- Abbreviation: IFFEC
- Classification: Evangelical Christianity (Pietistic and Radical Pietistic)
- Region: 33 countries
- Headquarters: Witten, Germany
- Origin: 1948
- Members: 700,000
- Official website: iffec.org

= International Federation of Free Evangelical Churches =

Federation of minor Protestant denominations

International Federation of Free Evangelical Churches (IFFEC) is an international federation of evangelical free churches that trace their roots to the Radical Pietist movement (which split off/diverged from Pietistic Lutheranism). The member federations predominantly originate from Europe and the Americas.

==History==
The history of the Federation has roots in a 19th century European pietist movement. IFFEC was founded in Bern, Switzerland, in 1948 by unions of free evangelical churches from various countries.

==Statistics==
According to a census published by the association in 2023, it had 31 national member associations, with 700,000 members in 33 countries.

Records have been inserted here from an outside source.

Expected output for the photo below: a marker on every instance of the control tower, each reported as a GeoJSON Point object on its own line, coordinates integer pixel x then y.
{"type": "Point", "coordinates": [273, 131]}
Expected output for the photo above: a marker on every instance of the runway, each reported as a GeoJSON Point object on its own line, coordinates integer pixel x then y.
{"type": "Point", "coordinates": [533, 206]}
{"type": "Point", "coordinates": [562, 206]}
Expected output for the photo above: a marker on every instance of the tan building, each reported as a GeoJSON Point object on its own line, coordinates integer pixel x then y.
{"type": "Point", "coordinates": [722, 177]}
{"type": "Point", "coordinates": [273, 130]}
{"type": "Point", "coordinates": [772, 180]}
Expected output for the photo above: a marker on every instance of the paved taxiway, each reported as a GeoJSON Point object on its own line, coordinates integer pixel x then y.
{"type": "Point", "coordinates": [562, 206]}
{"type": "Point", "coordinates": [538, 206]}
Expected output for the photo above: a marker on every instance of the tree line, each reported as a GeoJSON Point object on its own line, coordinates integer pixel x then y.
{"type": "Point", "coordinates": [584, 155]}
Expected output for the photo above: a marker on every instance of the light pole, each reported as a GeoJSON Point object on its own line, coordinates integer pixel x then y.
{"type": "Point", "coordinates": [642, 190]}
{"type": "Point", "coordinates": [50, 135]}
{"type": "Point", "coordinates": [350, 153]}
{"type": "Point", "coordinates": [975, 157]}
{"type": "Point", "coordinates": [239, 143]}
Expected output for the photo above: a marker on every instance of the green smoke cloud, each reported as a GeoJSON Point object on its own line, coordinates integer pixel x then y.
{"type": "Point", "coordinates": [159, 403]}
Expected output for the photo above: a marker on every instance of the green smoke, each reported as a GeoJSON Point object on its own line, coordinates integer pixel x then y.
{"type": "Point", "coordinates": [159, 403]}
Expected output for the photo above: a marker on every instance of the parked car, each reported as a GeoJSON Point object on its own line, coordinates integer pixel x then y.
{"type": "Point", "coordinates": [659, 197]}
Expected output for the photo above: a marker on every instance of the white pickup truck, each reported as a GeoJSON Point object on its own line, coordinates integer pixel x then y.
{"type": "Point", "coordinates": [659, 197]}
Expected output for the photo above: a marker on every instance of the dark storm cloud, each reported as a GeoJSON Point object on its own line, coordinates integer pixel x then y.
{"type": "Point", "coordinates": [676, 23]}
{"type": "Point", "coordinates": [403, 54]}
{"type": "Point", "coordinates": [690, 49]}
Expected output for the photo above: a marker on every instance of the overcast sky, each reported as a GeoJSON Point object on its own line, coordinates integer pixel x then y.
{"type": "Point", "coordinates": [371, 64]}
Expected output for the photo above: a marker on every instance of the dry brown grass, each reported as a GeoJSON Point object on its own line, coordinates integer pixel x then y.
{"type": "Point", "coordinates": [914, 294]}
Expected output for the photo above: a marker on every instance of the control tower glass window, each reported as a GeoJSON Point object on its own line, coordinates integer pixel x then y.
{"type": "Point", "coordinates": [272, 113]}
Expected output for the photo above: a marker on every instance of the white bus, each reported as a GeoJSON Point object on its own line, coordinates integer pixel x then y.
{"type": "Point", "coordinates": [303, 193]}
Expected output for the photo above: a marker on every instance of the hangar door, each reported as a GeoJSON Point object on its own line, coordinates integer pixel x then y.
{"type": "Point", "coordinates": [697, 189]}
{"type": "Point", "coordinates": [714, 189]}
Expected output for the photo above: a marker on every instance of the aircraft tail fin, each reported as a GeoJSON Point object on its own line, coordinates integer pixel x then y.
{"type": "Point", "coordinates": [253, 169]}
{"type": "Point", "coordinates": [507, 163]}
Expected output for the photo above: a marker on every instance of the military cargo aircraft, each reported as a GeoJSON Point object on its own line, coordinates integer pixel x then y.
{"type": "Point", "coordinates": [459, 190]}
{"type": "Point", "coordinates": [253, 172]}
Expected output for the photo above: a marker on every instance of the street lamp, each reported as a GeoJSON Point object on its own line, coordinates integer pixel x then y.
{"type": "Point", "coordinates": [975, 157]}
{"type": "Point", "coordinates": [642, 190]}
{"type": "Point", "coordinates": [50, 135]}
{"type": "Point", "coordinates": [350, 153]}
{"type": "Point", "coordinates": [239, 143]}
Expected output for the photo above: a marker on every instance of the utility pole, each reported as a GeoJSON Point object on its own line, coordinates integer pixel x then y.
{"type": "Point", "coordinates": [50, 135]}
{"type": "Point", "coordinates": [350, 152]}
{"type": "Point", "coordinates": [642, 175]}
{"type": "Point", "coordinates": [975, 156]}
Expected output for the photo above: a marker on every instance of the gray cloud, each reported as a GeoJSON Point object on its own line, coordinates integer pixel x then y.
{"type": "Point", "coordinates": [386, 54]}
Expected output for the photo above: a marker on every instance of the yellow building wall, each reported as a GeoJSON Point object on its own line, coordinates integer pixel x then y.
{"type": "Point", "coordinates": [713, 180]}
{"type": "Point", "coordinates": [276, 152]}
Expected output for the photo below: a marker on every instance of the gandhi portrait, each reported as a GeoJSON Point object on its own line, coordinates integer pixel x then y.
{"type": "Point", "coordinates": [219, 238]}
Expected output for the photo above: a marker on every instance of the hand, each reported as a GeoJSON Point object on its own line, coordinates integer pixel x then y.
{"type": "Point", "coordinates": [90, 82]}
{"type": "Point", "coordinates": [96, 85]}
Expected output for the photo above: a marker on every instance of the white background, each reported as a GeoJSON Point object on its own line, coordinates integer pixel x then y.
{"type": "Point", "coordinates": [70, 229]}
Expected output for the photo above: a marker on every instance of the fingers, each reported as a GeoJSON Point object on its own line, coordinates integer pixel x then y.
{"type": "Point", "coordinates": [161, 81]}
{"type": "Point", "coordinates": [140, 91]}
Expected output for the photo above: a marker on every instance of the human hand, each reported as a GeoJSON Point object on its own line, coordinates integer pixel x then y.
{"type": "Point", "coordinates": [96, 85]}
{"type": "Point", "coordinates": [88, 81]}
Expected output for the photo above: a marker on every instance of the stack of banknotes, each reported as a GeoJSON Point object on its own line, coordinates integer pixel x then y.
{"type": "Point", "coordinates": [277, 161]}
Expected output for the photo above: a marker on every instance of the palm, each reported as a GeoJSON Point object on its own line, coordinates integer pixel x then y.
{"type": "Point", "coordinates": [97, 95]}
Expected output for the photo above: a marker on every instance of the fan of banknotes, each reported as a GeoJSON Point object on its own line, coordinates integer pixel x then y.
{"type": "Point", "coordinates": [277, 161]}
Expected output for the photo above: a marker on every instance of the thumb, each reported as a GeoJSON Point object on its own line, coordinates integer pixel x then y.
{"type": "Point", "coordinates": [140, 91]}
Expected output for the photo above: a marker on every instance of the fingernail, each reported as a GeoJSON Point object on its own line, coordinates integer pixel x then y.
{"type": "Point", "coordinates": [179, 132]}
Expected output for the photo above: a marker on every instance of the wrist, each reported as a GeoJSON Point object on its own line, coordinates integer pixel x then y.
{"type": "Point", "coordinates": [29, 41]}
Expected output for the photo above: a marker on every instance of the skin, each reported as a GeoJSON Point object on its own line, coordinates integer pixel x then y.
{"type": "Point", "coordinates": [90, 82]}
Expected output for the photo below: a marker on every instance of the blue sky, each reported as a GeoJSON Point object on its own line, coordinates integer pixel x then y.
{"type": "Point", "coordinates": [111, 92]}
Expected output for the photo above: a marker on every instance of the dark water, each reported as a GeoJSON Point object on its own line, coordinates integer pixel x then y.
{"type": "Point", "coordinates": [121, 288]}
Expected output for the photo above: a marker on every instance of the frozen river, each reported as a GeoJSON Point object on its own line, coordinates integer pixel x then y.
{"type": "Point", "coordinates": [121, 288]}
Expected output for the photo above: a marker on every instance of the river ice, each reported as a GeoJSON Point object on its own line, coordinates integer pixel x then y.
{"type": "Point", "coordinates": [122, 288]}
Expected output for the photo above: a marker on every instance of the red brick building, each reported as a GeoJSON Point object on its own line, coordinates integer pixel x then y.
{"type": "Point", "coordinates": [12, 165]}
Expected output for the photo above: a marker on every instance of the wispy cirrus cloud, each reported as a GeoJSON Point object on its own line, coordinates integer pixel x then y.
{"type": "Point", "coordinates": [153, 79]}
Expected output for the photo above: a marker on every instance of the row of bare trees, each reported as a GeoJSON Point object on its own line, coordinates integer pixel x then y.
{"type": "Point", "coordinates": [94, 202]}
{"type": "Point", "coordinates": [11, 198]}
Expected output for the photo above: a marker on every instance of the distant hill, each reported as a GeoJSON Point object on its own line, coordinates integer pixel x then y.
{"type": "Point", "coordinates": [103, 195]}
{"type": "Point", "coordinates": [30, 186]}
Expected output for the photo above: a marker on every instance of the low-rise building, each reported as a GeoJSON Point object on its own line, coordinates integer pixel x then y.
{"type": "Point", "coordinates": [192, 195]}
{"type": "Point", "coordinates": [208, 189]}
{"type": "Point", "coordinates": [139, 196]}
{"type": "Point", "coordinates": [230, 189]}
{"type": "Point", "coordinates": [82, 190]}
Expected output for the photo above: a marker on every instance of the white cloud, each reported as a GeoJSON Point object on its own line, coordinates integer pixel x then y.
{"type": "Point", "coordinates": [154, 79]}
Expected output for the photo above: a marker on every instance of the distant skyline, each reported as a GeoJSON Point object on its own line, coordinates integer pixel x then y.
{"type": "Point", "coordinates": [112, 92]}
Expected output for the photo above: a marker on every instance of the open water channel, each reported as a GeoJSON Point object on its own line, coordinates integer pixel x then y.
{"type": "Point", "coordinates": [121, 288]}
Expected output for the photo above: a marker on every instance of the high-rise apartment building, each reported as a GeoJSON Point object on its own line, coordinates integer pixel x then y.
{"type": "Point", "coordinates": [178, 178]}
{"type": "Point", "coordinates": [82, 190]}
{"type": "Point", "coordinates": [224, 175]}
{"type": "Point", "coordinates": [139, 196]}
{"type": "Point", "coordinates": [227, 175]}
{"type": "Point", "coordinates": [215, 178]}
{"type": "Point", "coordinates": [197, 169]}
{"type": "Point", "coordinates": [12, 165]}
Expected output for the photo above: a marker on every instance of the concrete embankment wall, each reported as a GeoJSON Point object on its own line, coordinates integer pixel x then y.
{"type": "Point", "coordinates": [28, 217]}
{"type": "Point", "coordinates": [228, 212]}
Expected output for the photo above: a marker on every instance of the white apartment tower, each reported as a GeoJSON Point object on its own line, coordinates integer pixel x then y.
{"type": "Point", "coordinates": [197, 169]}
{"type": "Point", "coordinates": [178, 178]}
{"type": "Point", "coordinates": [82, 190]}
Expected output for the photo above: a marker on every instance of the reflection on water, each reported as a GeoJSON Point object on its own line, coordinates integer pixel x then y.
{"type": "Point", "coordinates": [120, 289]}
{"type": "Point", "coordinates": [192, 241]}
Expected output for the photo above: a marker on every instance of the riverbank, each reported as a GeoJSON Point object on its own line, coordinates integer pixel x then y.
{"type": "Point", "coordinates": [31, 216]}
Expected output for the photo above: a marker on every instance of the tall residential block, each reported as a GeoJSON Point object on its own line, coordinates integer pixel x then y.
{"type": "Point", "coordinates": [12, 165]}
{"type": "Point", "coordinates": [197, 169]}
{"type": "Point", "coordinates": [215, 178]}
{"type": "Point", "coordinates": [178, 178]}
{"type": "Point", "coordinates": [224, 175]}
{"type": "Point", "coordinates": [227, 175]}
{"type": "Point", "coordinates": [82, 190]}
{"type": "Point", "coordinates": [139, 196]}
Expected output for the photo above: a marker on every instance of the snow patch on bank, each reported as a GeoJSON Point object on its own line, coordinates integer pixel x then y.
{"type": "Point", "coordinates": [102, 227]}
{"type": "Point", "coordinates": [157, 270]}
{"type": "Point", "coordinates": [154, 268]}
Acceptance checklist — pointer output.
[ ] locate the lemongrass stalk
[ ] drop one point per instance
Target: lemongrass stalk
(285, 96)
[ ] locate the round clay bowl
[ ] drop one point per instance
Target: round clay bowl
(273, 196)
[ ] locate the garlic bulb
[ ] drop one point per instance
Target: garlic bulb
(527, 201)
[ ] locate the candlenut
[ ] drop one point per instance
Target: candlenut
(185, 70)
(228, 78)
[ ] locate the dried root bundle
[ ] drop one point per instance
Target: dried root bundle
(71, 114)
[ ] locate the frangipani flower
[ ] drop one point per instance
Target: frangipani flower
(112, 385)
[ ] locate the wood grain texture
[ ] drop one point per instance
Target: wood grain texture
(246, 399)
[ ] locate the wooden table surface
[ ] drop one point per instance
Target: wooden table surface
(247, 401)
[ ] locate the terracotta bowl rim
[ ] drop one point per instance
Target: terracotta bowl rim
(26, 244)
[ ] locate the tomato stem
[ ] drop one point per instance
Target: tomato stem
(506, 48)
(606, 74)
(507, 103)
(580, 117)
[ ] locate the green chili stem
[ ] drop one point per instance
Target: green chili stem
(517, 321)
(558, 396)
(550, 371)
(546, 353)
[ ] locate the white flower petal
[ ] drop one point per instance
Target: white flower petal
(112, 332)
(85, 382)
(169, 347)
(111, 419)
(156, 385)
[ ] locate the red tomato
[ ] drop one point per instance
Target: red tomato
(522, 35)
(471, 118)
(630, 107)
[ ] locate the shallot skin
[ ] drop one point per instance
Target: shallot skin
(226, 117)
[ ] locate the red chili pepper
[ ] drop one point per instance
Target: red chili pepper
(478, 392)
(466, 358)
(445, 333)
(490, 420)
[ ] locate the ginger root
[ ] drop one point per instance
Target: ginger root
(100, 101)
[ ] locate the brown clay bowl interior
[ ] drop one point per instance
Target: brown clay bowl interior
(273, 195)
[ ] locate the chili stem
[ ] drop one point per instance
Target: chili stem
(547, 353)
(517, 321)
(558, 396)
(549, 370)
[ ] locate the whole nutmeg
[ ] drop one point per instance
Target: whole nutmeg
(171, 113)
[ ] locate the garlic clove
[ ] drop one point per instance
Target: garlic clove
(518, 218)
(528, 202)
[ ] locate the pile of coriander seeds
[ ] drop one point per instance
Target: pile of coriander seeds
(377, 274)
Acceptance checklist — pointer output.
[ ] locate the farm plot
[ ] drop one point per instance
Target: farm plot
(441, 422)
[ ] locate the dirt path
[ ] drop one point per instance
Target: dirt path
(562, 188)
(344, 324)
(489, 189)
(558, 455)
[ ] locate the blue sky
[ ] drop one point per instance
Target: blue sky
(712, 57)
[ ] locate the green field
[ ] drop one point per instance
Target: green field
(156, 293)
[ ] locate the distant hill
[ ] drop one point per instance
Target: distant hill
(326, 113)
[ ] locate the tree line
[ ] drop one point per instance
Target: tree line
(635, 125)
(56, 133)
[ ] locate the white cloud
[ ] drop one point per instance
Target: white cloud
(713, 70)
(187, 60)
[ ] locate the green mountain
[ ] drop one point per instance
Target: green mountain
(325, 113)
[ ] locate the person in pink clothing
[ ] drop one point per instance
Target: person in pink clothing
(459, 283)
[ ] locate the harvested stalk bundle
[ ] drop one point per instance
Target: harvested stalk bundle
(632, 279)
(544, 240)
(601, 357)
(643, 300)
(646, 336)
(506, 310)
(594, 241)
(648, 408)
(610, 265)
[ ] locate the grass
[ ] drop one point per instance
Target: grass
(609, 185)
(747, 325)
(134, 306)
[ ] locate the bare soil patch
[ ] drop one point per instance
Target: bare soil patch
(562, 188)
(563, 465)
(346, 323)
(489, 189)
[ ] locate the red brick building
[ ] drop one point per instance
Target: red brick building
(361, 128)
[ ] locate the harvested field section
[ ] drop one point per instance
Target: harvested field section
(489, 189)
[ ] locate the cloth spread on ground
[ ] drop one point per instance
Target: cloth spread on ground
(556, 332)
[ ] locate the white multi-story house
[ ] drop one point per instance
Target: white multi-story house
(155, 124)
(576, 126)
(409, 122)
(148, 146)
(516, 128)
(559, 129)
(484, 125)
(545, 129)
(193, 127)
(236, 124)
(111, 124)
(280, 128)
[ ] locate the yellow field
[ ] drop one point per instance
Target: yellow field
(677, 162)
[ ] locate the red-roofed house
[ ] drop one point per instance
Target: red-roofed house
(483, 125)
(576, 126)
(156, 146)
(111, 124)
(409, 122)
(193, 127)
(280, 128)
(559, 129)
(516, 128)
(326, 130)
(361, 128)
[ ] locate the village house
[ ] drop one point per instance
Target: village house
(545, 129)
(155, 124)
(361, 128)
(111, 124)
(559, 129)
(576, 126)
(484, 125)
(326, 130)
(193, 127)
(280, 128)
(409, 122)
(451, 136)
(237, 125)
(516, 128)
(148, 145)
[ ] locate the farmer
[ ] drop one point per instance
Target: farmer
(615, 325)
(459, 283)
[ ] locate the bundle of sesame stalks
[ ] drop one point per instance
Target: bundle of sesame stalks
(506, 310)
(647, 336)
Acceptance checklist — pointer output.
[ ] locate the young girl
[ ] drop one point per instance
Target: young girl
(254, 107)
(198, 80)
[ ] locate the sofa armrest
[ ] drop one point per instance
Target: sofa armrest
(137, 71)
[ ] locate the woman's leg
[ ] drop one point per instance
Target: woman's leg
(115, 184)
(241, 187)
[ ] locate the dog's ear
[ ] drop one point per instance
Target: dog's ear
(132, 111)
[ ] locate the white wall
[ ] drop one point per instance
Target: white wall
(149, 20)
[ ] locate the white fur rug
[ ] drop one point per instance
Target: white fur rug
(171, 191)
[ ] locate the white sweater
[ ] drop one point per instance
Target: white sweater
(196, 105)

The two largest member federations are the Evangelical Covenant Church and the Evangelical Free Church of America in the United States. The two largest European federations are Uniting Church in Sweden and Bund Freier Evangelischer Gemeinden, Germany. The two largest federations in Asia are both in India, Evangelical Free Church of India, and Hindustani Covenant Church.

==Beliefs==
The Federation has a confession of faith based on the beliefs of the Believers' Church.